Píndaro, el poeta griego, aconsejaba a un interlocutor desconocido en un hermoso poema:
“Sólo hay dos cosas que, en verdad, sustentan/ las más dulces esencias de la vida:/ gozar de una fortuna floreciente/ y escuchar los clarines de la fama”.
Si damos estos versos por ciertos, está claro que lo de Sevilla es una extraña anomalía. La fama nos sobra –o eso creemos– pero la fortuna no nos acompaña ni en el ámbito económico ni en el político. Tampoco en lo social. Llueve y el Gobierno es más maldito que nunca, como dicen en Italia.
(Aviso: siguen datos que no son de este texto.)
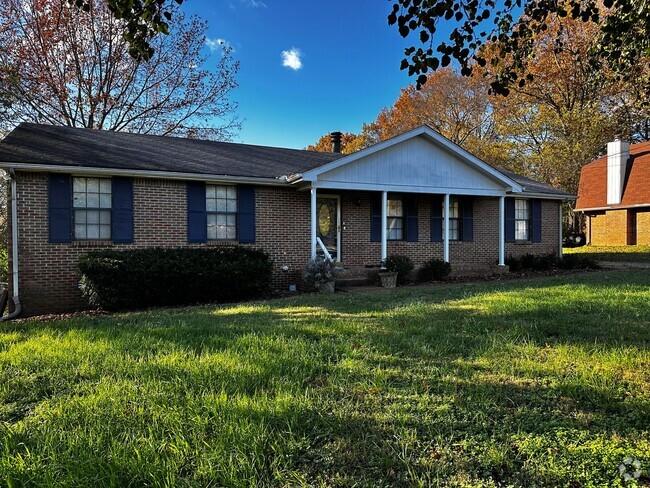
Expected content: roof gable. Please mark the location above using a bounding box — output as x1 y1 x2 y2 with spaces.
301 126 522 194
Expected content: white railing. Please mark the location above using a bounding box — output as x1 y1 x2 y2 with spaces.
316 237 333 261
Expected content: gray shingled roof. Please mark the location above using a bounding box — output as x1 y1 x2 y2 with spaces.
499 169 574 197
0 123 341 178
0 123 572 196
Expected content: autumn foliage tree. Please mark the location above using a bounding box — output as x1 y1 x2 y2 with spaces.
0 0 239 140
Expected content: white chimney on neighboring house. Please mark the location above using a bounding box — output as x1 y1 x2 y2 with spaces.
606 137 630 205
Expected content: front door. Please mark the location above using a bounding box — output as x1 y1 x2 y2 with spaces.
316 195 340 261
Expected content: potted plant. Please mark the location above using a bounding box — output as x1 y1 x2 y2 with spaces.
378 267 398 288
379 254 414 288
303 257 338 293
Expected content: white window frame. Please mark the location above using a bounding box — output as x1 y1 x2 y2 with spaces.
387 196 404 241
206 184 238 241
72 177 112 240
515 199 530 241
442 197 461 241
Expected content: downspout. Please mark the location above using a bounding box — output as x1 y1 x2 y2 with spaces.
2 169 21 321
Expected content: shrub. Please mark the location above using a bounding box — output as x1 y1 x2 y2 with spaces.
302 257 338 291
0 247 7 285
557 254 600 270
418 258 451 282
78 247 273 311
382 254 414 285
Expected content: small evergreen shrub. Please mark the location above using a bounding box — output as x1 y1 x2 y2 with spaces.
557 254 600 270
506 252 600 272
418 258 451 282
382 254 414 285
78 247 273 311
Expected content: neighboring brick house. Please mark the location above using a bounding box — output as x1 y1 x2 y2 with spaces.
0 123 572 316
575 139 650 246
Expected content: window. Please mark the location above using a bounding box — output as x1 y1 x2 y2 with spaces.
442 197 460 240
73 177 111 240
207 185 237 240
515 199 530 241
387 197 404 240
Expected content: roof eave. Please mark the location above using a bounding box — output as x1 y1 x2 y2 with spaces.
0 162 288 186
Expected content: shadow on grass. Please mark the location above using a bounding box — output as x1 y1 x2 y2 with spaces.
1 269 649 485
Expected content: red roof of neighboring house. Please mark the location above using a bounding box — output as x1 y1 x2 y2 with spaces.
575 140 650 211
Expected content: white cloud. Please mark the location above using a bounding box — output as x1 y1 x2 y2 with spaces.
205 37 230 53
281 48 302 70
242 0 266 7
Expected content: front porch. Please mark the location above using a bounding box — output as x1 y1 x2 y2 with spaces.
308 188 508 270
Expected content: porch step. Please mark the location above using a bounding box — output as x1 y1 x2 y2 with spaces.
334 265 376 288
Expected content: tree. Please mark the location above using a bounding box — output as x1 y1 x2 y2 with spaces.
338 68 513 168
0 0 239 140
73 0 186 60
388 0 650 95
306 132 359 154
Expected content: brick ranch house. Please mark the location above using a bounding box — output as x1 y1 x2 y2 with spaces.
0 123 573 316
575 139 650 246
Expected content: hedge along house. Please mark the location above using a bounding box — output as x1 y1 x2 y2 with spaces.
575 138 650 246
0 123 573 316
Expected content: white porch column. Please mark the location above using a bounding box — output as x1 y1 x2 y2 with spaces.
381 191 388 261
498 195 505 266
310 187 317 259
559 202 563 257
443 193 450 263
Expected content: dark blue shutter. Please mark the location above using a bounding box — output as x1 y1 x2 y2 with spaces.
187 181 207 243
505 197 515 243
461 197 473 242
238 185 256 243
405 195 419 242
112 177 134 243
430 195 443 242
532 199 542 243
370 193 382 242
49 174 72 243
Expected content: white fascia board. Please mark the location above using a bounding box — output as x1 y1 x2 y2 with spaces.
576 203 650 212
509 192 577 201
300 126 523 192
0 162 287 187
310 180 506 197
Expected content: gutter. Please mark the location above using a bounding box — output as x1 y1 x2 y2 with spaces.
0 162 289 187
1 169 21 321
512 192 577 201
576 203 650 212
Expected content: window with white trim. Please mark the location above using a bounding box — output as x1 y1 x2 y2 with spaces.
442 197 460 240
73 177 111 240
387 197 404 240
206 184 237 240
515 199 530 241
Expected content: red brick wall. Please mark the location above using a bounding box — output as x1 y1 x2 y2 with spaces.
8 172 561 315
8 172 311 315
586 210 628 246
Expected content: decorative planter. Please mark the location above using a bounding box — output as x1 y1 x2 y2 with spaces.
378 271 398 288
319 280 336 294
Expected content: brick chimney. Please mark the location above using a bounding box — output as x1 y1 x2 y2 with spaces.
330 131 342 153
606 137 630 205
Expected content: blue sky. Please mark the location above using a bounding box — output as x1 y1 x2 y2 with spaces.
182 0 418 149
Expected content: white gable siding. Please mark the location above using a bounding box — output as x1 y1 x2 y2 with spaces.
315 136 505 194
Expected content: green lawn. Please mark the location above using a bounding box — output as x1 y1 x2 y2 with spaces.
1 271 649 487
564 245 650 263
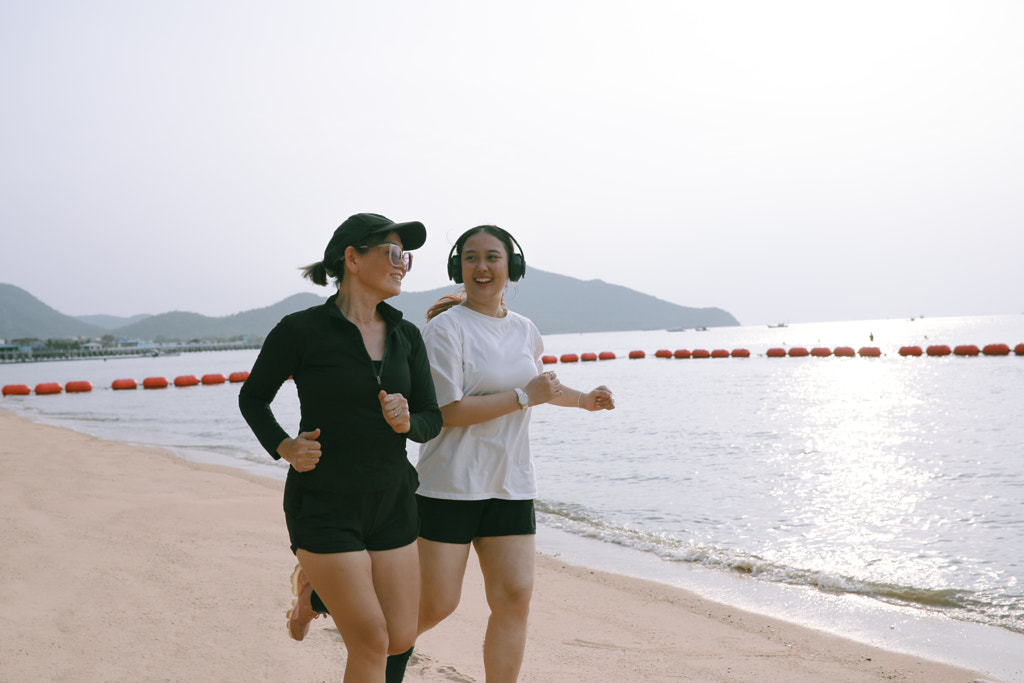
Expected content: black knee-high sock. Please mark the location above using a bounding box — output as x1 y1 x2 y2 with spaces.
385 647 414 683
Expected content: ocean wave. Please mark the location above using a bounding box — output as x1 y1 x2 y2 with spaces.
536 500 1023 635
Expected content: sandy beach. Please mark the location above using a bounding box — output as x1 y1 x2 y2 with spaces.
0 408 996 682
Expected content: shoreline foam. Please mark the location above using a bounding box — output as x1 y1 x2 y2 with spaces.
537 524 1024 682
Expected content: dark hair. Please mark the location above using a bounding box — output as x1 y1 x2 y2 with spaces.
452 225 515 275
428 225 517 320
300 231 393 287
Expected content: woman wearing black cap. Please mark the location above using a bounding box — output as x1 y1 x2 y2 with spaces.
239 213 442 681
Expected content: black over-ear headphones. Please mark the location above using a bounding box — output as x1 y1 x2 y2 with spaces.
446 226 527 284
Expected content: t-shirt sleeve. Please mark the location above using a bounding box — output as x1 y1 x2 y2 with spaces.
422 313 465 408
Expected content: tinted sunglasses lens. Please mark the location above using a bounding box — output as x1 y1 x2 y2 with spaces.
389 244 411 270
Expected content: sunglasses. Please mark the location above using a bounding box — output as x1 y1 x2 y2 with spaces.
362 242 412 271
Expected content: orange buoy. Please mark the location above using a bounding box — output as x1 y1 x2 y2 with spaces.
143 376 169 389
2 384 31 396
1015 343 1024 356
982 343 1010 356
954 345 979 357
559 353 579 363
598 351 616 360
228 371 250 382
201 373 227 385
654 349 672 358
35 382 62 395
673 349 691 359
899 346 923 357
541 355 558 364
927 345 951 357
766 347 786 358
580 352 598 362
710 349 729 358
174 374 200 387
834 346 855 357
810 347 831 357
788 347 809 357
691 349 710 359
858 346 882 357
65 380 93 393
731 348 750 358
628 350 646 359
112 378 138 390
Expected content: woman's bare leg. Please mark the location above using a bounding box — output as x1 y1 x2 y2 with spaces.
416 538 472 634
368 541 420 655
473 535 535 683
297 549 388 683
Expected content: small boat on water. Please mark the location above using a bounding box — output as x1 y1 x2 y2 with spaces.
768 322 788 328
695 326 708 331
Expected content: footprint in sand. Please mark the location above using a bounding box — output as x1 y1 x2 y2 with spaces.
406 651 476 682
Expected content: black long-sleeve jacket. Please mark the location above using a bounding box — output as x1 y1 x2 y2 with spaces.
239 295 442 493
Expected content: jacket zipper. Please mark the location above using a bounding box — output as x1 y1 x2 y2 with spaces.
374 331 389 386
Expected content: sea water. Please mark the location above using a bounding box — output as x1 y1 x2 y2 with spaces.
3 314 1023 680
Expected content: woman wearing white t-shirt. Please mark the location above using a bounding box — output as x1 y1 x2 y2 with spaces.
411 225 615 682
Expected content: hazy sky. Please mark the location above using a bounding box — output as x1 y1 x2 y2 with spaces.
2 1 1021 326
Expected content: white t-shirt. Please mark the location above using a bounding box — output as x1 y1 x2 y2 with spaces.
416 304 544 500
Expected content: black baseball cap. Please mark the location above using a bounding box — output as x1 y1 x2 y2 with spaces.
324 213 426 264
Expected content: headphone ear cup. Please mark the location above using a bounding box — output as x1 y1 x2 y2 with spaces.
447 253 463 284
509 254 525 282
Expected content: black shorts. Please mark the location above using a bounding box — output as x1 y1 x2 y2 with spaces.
416 495 536 544
284 466 419 554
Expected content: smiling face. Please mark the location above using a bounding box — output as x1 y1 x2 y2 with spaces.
460 231 509 313
354 230 407 300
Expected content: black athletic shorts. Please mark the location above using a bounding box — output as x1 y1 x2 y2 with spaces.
416 495 536 544
284 466 419 554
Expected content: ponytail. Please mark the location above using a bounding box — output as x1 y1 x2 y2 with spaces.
426 291 466 321
426 289 507 321
301 259 345 287
300 261 328 286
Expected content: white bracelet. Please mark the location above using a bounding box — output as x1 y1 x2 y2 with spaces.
577 392 584 409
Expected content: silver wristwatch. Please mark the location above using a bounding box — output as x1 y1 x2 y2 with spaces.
514 387 530 410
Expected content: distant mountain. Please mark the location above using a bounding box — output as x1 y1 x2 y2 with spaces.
0 283 106 339
113 294 321 341
388 269 739 333
76 313 152 329
0 272 738 341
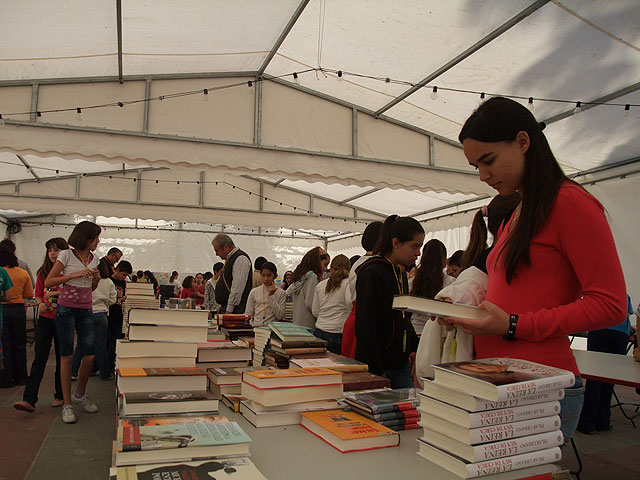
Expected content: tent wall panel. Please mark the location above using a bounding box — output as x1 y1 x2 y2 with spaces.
433 140 474 171
261 81 352 155
0 86 31 122
148 78 254 143
38 82 147 131
20 178 76 197
139 169 201 206
81 174 139 203
357 112 430 166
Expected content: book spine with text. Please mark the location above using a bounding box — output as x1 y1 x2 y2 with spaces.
495 376 574 402
466 446 561 477
471 430 564 462
471 389 565 411
469 415 561 445
467 401 560 428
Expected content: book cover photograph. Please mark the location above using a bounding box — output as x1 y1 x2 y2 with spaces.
432 358 575 401
109 457 267 480
124 391 214 404
120 415 228 427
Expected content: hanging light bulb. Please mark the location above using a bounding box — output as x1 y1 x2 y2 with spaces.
573 101 582 115
337 70 343 82
430 86 438 100
293 72 299 85
528 97 534 111
203 88 209 102
0 113 4 126
76 107 82 121
624 104 630 119
55 169 60 177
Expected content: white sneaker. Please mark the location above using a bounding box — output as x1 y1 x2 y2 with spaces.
62 405 77 424
71 393 99 413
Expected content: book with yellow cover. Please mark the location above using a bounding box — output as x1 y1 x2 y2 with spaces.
242 368 342 389
300 409 400 453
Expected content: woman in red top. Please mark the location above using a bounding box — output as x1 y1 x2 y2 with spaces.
14 237 68 412
443 97 627 444
192 273 205 307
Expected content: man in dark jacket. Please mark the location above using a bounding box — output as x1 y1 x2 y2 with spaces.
212 234 252 314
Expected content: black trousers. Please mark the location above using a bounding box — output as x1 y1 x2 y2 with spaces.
0 304 28 387
23 316 62 406
578 328 629 432
107 309 123 374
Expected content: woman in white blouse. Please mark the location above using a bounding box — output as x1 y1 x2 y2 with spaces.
312 255 352 354
245 262 286 327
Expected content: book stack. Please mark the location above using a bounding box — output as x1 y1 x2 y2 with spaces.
289 351 369 373
112 414 259 472
263 350 290 369
343 388 421 431
215 313 255 340
252 326 272 367
116 308 213 416
300 409 400 453
206 366 251 399
341 371 390 392
196 340 252 374
416 358 574 479
239 368 342 427
123 283 160 335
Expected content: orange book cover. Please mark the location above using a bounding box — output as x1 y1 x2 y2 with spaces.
245 368 339 379
118 367 207 377
301 410 397 440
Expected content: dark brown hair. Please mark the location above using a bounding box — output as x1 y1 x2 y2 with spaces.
292 246 325 282
37 237 69 278
325 254 351 294
459 97 570 283
67 221 101 250
411 239 447 298
461 193 522 270
374 215 425 257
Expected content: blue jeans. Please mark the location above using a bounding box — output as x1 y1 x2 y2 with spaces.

Esta semana, mientras la Junta se desdecía de sus promesas sobre las Atarazanas y entregaba la escasa dignidad que le queda a la autonomía a cambio de una línea de crédito con la Caixa cuya contraprestación consiste en renunciar a una inversión millonaria y desistir de un pleito ganado de antemano, dos cuestiones de índole patrimonial han pasado como asuntos secundarios por la agenda política: la petición del Metropolitan para exponer algunas piezas del tesoro fenicio del Carambolo y la solicitud del Hermitage ruso y el Correr de Venecia para tener en préstamo una de las vistas generales de Sevilla que el Ayuntamiento cobija en su sede de San Francisco.